The town of Kenton, Oregon was platted by George F. Heusner in 1905. He envisioned an industrial community on the North end of Portland. Originally, he wanted to name the town Kenwood, but another addition to the city was already using the name, so he settled on Kenton.
Portland’s Hollywood district started taking shape along Sandy Road around 1900. It was originally called Hollyrood. In 1926, after the Hollywood Theatre opened, the area was renamed Hollywood.
You can’t talk about Portland history without talking about Bull Run, the source for Portland’s pure drinking water. Located in the western foothills of Mt. Hood, Bull Run was also a main source of electricity for Portland and in the early days, it boasted a town that had a Hotel, Gas Station, Grocery Store, Blacksmith and many other amenities that a modern town of the turn-of-the-century boasted of.

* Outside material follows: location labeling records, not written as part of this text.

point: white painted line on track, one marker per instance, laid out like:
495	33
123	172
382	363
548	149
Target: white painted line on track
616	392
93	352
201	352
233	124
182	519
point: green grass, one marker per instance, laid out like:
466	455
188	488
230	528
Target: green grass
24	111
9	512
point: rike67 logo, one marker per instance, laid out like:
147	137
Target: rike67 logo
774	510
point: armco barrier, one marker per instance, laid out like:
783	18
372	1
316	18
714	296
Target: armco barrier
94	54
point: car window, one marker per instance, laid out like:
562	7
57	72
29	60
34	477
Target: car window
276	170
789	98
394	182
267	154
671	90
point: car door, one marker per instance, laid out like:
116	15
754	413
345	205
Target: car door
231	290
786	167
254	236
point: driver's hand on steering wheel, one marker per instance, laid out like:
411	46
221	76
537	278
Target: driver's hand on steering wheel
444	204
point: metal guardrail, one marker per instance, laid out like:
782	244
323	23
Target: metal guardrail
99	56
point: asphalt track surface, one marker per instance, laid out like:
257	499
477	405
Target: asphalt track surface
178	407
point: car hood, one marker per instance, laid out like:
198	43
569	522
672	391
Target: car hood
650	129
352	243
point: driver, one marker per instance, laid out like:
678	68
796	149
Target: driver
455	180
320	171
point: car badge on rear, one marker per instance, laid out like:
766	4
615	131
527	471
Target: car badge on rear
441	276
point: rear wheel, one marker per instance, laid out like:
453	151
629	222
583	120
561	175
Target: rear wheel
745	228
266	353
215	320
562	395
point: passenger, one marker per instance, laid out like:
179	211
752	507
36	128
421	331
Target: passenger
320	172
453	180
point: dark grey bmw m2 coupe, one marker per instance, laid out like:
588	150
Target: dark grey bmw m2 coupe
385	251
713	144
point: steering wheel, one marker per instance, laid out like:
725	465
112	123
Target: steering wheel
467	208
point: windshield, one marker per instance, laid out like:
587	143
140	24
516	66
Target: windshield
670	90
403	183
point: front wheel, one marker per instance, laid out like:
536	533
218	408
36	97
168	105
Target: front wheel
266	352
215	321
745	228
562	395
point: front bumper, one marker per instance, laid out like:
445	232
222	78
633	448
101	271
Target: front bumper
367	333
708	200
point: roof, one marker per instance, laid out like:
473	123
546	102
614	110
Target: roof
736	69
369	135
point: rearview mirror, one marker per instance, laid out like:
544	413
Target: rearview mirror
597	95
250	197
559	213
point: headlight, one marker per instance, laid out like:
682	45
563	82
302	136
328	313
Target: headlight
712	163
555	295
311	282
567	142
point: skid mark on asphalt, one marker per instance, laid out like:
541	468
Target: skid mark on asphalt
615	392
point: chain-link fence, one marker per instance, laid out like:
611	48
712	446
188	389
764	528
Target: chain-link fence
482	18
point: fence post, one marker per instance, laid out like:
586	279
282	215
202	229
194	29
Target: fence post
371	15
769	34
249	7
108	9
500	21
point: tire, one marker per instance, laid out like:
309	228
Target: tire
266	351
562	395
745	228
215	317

It is believed that the original settlement, which was christened Unavilla, was near to the present-day location of the Bull Run School. A post office was established there on May 6, 1893. This was about the time the pristine waters of the Bull Run Watershed were harnessed. An elaborate water purification and delivery system was built to transport this water to the residents of Portland and the surrounding area.
Within a couple years, Bull Run outgrew Unavilla and the post office moved about a mile east to Bull Run on Nov. 22, 1895. There are plateaus above the Bull Run River, on the way to Marmot, where wild cattle ran free, hence the name “Bull Run”. The bulls had probably escaped from pioneers who came in Wagon Trains from the East on The Oregon Trail.